Like spring break with Lourdes. When they’d walked on the beach holding hands people’d probably thought they were mother and daughter. Like every other social worker, Lourdes talked a lot about “boundaries,” so holding hands was just about all they did in public. It’d be funny if somebody saw them doing other stuff and called the cops on Lourdes, but Lourdes didn’t see the humor. Lourdes didn’t see humor in much of anything, and she wouldn’t find it amusing or noble if she knew how Little Shit was putting her personal strengths to use working her way through school.

It was a syndrome, what fools called a birth defect. Fools like her egg and sperm donors. They could have at least put something on her birth certificate other than “Baby Girl.” Their loss. No way did the word “defect” have anything to do with her.

If she’d ever known the name of the syndrome, she didn’t now. Some people with it were normal height, but she was short enough to be almost but not quite an official “Little Person,” a cutesy label with not nearly the coolness of “Little Shit.” Tendency toward hip dysplasia. Crooked little fingers and toes that worked fine and curled like macaroni in lovers’ mouths, in Lourdes’s mouth. Streaked hair auburn and strawberry blond and almost black, which she used to dye all one color but now she made sure to brush it so all the colors showed, gleamed. Lourdes had a thing for long hair. She also had a thing for fuzzy shaved heads—actually, for fuzzy shaved anythings.

The ability to screw with other people’s thoughts was probably part of the syndrome, too. Lourdes didn’t know about that, and it wouldn’t be in her records even if she had any. That probably wasn’t why she’d been thrown away, either, unless she’d been seriously precocious; when she used to try to figure it out, she’d usually decided it was because of her weird little fingers and short legs.

In the days after the perp on the swing, she and Lourdes had one of their big dramatic fights and big dramatic reconciliations. Both would’ve been easier if she’d poked around to find out what Lourdes secretly wanted from her, but that would be cheating.

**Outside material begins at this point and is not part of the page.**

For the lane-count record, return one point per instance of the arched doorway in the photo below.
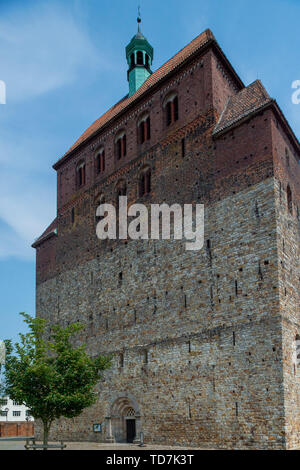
(125, 420)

When she got an A- on her policy paper, though, she did a quick intervention. First she shifted a few things around in the teacher’s pathetic OCD mind, and let that sit for a day or two. Then she challenged the six lost points, and the teacher couldn’t quite remember why he’d deducted them. It was really sort of embarrassing to watch, so she conceded two points and the plus, but she won back four, which made it the A she deserved.

When Raul texted her JOB 4 U, she was working with her group on the case presentation and then they went for tamales and beers. She texted back LTR but it was almost nine before she could call him. “What up?”

“Where the hell you been?” The sound of the baby crying receded and she heard a door shut.

“Um? Studying?” She’d give him that much.

“Um? This is your job?”

“My bad.”

He wasn’t letting it go. “You don’t take six fucking hours to get back to me.”

“Hey,” she said, “dude. You could always find somebody else.” They both knew how valuable and rare her particular skill set was, and there were other cops and lawyers and PIs in this town who might have an interest in what she could do. Also that she needed the money and she loved the job.

For somebody in such a hurry he didn’t seem to mind wasting more time. During the pause she did dishes, banging as much as possible without breaking something.